The three-day expo, which runs until tomorrow at the Convention and Exhibition Centre, is the first of its kind in the city.
'We extract carbon from the ashes to make diamonds,' said Gene Chua, an exhibitor with Swiss company Algordanza. For a fee of HK$150,000, a one-carat diamond can be produced from 500 grams of ashes. Known as a 'human jewel', the diamond is made by using high temperatures and pressure. The resulting rough stone is then cut into any of various shapes to suit the customer's taste; the entire production process takes one year.

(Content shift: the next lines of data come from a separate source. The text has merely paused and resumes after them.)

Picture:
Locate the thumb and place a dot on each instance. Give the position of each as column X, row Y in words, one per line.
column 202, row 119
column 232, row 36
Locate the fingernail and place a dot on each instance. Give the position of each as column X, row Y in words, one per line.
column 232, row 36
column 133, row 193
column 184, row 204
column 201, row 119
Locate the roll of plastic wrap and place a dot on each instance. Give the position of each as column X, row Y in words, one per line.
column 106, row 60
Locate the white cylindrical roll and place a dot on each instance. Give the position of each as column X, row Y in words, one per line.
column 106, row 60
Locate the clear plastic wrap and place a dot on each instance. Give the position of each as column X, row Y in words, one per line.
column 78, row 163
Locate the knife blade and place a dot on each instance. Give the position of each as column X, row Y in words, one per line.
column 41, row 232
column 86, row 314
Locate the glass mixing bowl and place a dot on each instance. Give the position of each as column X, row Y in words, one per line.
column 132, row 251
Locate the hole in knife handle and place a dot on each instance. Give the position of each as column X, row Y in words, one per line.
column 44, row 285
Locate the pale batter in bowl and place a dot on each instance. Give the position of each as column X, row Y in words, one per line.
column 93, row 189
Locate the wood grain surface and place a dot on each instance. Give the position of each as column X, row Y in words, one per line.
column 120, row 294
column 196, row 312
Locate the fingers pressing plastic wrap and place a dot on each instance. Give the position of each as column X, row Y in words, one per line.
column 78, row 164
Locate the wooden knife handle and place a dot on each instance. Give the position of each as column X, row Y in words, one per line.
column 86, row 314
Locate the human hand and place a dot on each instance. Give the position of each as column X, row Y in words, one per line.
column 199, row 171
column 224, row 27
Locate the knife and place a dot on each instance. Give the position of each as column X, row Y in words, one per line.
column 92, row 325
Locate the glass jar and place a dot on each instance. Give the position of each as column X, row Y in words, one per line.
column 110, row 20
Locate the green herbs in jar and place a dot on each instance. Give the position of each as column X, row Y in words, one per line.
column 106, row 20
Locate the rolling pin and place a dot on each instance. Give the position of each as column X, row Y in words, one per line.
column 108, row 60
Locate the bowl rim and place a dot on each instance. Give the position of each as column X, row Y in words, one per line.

Another unusual funeral service is a 'tree burial', in which a biodegradable urn containing ashes is buried under a tree tagged with the dead person's name, Jay Li Chi-wai of Eco Urn Asia said.
Environmentally friendly funeral products are becoming popular. Paper and willow coffins - which are cheaper and lighter than the traditional wood - are gaining a share of the market.
Allen Chu, manager of Lunen Handicraft, said coffins made of willow, bamboo and grass released fewer harmful chemicals when burned. However, the Chinese had yet to accept such woven coffins because they believe 'a coffin should be sealed to show dignity to the deceased', he said.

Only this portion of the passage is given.